The same schisms and group loyalties that have ripped Iraq apart have plagued the attempt to form a government. Shiite Vice President Adil Abdul Mahdi complained on Sunday about the vying for cabinet posts among the largely faith-based or ethnic parties, saying that cabinet posts should "go to upstanding persons of experience and competency." Former interim Prime Minister Iyad Allawi sounded the same theme, warning of the "danger that some parties and blocs are dealing with the ministry portfolios as though they are spoils."

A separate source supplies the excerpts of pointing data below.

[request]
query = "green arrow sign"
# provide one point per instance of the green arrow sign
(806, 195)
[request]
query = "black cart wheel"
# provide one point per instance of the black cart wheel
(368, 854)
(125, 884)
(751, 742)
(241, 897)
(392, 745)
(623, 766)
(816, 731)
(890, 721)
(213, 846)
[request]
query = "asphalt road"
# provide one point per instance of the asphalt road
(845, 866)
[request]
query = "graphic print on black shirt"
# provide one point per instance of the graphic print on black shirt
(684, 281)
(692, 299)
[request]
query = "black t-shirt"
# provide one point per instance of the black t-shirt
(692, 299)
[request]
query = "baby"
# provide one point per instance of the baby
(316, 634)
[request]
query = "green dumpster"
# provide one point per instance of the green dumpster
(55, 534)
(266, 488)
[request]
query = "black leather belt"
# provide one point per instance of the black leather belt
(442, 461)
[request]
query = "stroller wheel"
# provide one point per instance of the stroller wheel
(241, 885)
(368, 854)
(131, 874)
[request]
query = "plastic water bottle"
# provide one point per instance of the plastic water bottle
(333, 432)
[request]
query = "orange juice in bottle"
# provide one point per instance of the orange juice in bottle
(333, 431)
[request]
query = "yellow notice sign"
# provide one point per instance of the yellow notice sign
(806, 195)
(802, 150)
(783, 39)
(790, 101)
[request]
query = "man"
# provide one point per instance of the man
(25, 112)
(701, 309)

Al-Maliki attempted to quiet some of those fears this week, saying that an agreement had been reached among the parties that the sensitive ministries of Defense and Interior would go to technocrats with no ties to ethnic militias. Al-Maliki admitted, however, that no actual candidate had been agreed upon for either of these key cabinet posts or for oil, trade and transport. Several names are still in contention for each, and some party has strong objections to each of the candidates.
The petroleum portfolio is especially crucial, since the ability to pump oil and receive the proceeds is one key to strengthening the nascent Iraqi government. Petroleum production is lower than it has been for decades: Iraq pumped only 1.1 million barrels a day in January, down from 2.8 million before the 2003 invasion. Foreign oil analysts are on tenterhooks about the outcome of these negotiations. The cabinet negotiation process seems likely to drag on for days or weeks. There is still no new government five months after the Dec. 15 elections.

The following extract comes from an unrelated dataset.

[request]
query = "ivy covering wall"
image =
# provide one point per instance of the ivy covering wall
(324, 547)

Al-Maliki had announced his intention to appoint "independents" to Defense and Interior soon after his nomination in April. The appointee, he said, might be a member of parliament elected on one of the major Shiite, Sunni Arab or Kurdish lists, but would have to be unaffiliated with a specific party or militia, and must "not be sectarian in character or stand accused of any sort of involvement in the phenomenon of the use of force."

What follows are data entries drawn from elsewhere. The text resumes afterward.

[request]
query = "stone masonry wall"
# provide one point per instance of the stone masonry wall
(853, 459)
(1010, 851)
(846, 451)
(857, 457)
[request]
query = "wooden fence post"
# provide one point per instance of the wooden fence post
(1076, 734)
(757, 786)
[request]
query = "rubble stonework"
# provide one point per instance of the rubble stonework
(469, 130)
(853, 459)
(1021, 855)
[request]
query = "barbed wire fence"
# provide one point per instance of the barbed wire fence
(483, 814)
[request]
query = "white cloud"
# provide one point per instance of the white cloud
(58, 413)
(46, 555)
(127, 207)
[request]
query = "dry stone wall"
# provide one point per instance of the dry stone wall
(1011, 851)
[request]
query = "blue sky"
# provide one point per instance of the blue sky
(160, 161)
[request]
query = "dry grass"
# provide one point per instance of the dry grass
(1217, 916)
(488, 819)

The new man at the helm charged that his predecessor, Ibrahim Jaafari, suffered from having "a discordant cabinet and from ministers who were sometimes accused of making their ministries not national cabinet posts but ... rather the property of the perspective or the party to which they themselves belonged, or the ethnic or religious group that they represented." He branded such sectional loyalties a dire menace to the unity of the Iraqi state, and a threat to each Iraqi's right to be served by each government department.
Al-Maliki has pledged to do something about the spoils system that has grown up in the ministries, whereby the party leaders who control them hand out cushy bureaucratic jobs to party operatives. He minced no words in a nationally broadcast interview as he began to put his government together: "I say with complete frankness that if I discover that any of the ministers, whoever it might be, has begun to pack his ministry with employees from his party, whatever that party might be, or from his ethnicity or sect or religion, I will not put up with it. I will take the matter to the parliament to have it make the appropriate decision about him."
In short, al-Maliki seems to recognize what the problem is, and is saying all the right things about fixing it. But he will find it much easier to describe the problem than to implement solutions -- not least because of his own political and religious past.